After routine dewaxing and hydration of paraffin sections of mouse lung tissues, the sections were incubated with freshly prepared DHE (2μM) in the dark for 30 min at 37°C. After washing three times with PBS, a coverslip was placed on the section, and fluorescent images were captured using a fluorescence microscope (Olympus, Tokyo, Japan).

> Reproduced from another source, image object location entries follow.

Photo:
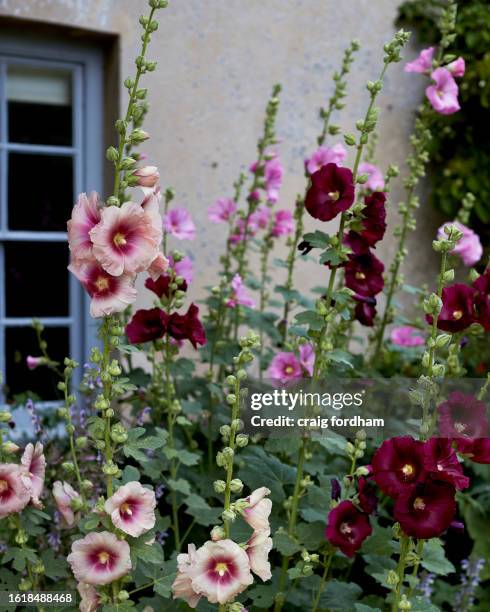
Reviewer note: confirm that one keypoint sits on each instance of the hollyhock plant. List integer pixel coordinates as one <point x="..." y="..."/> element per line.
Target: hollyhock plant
<point x="132" y="509"/>
<point x="178" y="223"/>
<point x="326" y="155"/>
<point x="443" y="96"/>
<point x="331" y="192"/>
<point x="99" y="558"/>
<point x="347" y="528"/>
<point x="469" y="248"/>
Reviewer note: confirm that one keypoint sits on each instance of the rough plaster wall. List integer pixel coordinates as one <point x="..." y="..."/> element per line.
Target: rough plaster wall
<point x="217" y="61"/>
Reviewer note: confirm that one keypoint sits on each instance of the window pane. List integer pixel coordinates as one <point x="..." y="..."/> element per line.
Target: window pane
<point x="39" y="105"/>
<point x="36" y="279"/>
<point x="21" y="342"/>
<point x="40" y="191"/>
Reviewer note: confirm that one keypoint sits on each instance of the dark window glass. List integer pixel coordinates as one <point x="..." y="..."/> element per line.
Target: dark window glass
<point x="36" y="279"/>
<point x="21" y="342"/>
<point x="39" y="106"/>
<point x="40" y="191"/>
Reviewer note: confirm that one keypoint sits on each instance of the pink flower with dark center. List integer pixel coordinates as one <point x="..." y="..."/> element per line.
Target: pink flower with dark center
<point x="239" y="295"/>
<point x="423" y="63"/>
<point x="109" y="293"/>
<point x="406" y="335"/>
<point x="469" y="249"/>
<point x="14" y="495"/>
<point x="99" y="558"/>
<point x="347" y="528"/>
<point x="126" y="240"/>
<point x="222" y="210"/>
<point x="64" y="494"/>
<point x="326" y="155"/>
<point x="132" y="509"/>
<point x="285" y="367"/>
<point x="85" y="216"/>
<point x="443" y="96"/>
<point x="33" y="468"/>
<point x="376" y="181"/>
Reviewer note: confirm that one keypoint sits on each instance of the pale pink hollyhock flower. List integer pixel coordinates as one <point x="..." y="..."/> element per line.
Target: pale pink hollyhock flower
<point x="132" y="509"/>
<point x="423" y="63"/>
<point x="326" y="155"/>
<point x="64" y="494"/>
<point x="221" y="210"/>
<point x="376" y="180"/>
<point x="90" y="599"/>
<point x="406" y="335"/>
<point x="14" y="495"/>
<point x="284" y="367"/>
<point x="99" y="558"/>
<point x="307" y="357"/>
<point x="109" y="293"/>
<point x="221" y="571"/>
<point x="256" y="514"/>
<point x="182" y="585"/>
<point x="84" y="217"/>
<point x="33" y="468"/>
<point x="273" y="172"/>
<point x="258" y="549"/>
<point x="443" y="96"/>
<point x="239" y="294"/>
<point x="457" y="68"/>
<point x="469" y="248"/>
<point x="178" y="223"/>
<point x="126" y="240"/>
<point x="283" y="223"/>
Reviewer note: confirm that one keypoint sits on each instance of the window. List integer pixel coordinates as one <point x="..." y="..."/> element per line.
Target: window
<point x="51" y="147"/>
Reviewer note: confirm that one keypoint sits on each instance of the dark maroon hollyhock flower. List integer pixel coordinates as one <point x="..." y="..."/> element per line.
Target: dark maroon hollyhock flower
<point x="146" y="325"/>
<point x="331" y="192"/>
<point x="463" y="416"/>
<point x="374" y="221"/>
<point x="442" y="463"/>
<point x="347" y="528"/>
<point x="368" y="500"/>
<point x="187" y="327"/>
<point x="398" y="465"/>
<point x="427" y="510"/>
<point x="161" y="286"/>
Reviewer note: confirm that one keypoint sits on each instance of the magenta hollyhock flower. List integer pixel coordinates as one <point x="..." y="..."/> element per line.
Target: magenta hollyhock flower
<point x="239" y="294"/>
<point x="426" y="510"/>
<point x="469" y="248"/>
<point x="64" y="494"/>
<point x="14" y="495"/>
<point x="326" y="155"/>
<point x="442" y="463"/>
<point x="406" y="335"/>
<point x="33" y="469"/>
<point x="398" y="464"/>
<point x="347" y="528"/>
<point x="85" y="216"/>
<point x="132" y="509"/>
<point x="285" y="367"/>
<point x="423" y="63"/>
<point x="146" y="325"/>
<point x="331" y="192"/>
<point x="126" y="240"/>
<point x="178" y="223"/>
<point x="109" y="293"/>
<point x="376" y="181"/>
<point x="283" y="223"/>
<point x="222" y="210"/>
<point x="273" y="172"/>
<point x="99" y="558"/>
<point x="443" y="96"/>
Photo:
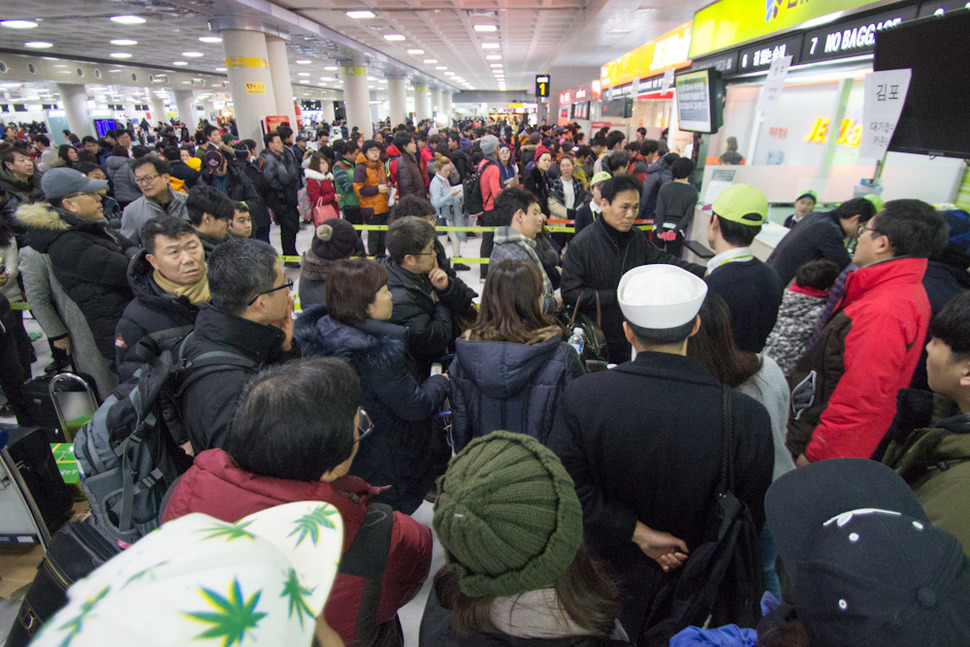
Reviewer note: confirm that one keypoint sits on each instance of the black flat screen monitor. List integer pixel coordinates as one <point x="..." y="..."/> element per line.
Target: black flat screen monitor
<point x="935" y="119"/>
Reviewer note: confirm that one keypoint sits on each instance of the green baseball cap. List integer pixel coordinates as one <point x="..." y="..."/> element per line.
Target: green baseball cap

Transmission Electron Microscopy (TEM)
Fixatives for TEM sample preparation were composed of 4% paraformaldehyde, 2.5% glutaraldehyde, and 0.02% picric acid in 0.1M sodium cacodylate buffer. Murine lungs were inflated with 1.2mL TEM fixative and were then excised and transferred to a 50mL polypropylene tube containing 10mL TEM fixative. A TEM (FEI, OR, USA) was used to obtain images with an accelerating voltage of 200 kV. AECIIs were identified according to the appearance of lamellar bodies and the microvilli at the apical cell membrane.
ChIP assay
ChIP analysis was performed following a previously described protocol (22). A549 cells stably expressing Sohlh2 or control vector were prepared using a Simple ChIP Enzymatic Chromatin IP Kit (Cell Signaling Technology, MA, USA) following the manufacturer's guidelines. A549 cells were treated cross-linked with 37% formaldehyde at a final concentration of 1% at room temperature for 10 min. Fragmented chromatin was treated with nuclease and subjected to sonication. Chromatin immunoprecipitation was performed with rabbit anti-Sohlh2 antibody (Novus, CO, USA) and normal rabbit IgG. After reverse cross-linking and DNA purification, immunoprecipitated DNA was quantified by real-time PCR using UltraSYBR Mixture (CWBIO, Jiangsu, China) with primers for Sohlh2 binding sites in the p62 promoter. The human p62 promoter-specific primers used were as follows: forward 5’-GAAGCTCGGGGTGCGG-3’, reverse 5’-CGGTCCTGGGACTCCCTT-3′. Primers as negative control sites were 5’-TTTCGGAAGCGTTTTCCC-3’ and 5’-AGCGCGTTCATTCAGGAA-3’. Fold enrichment was calculated based on the threshold cycle (CT) value of the IgG control using the comparative CT method.
Luciferase reporter assay
A549 cells were cultured in a 24-well plate and transiently transfected with Sohlh2 overexpression plasmid, p62 promoter firefly luciferase reporter construct, and Renilla luciferase plasmid (Promega, WI, USA) using Lipofectamine2000 (Invitrogen, CA, USA). Luciferase activities were determined 48h after transfection using a dual-luciferase reporter assay system (Vazyme, Nanjing, China). Results were represented as the ratio of Firefly to Renilla luciferase activity and normalized to vector control.
Statistical analysis
All experiments were independently repeated three times. Results were shown as the mean ± SD values. All data were analyzed with GraphPad Prism 7 software (San Diego, CA, USA). The Student t-test was used to assess the significant difference between groups. In these analyses, P value < 0.05 was considered as a statistically significant difference.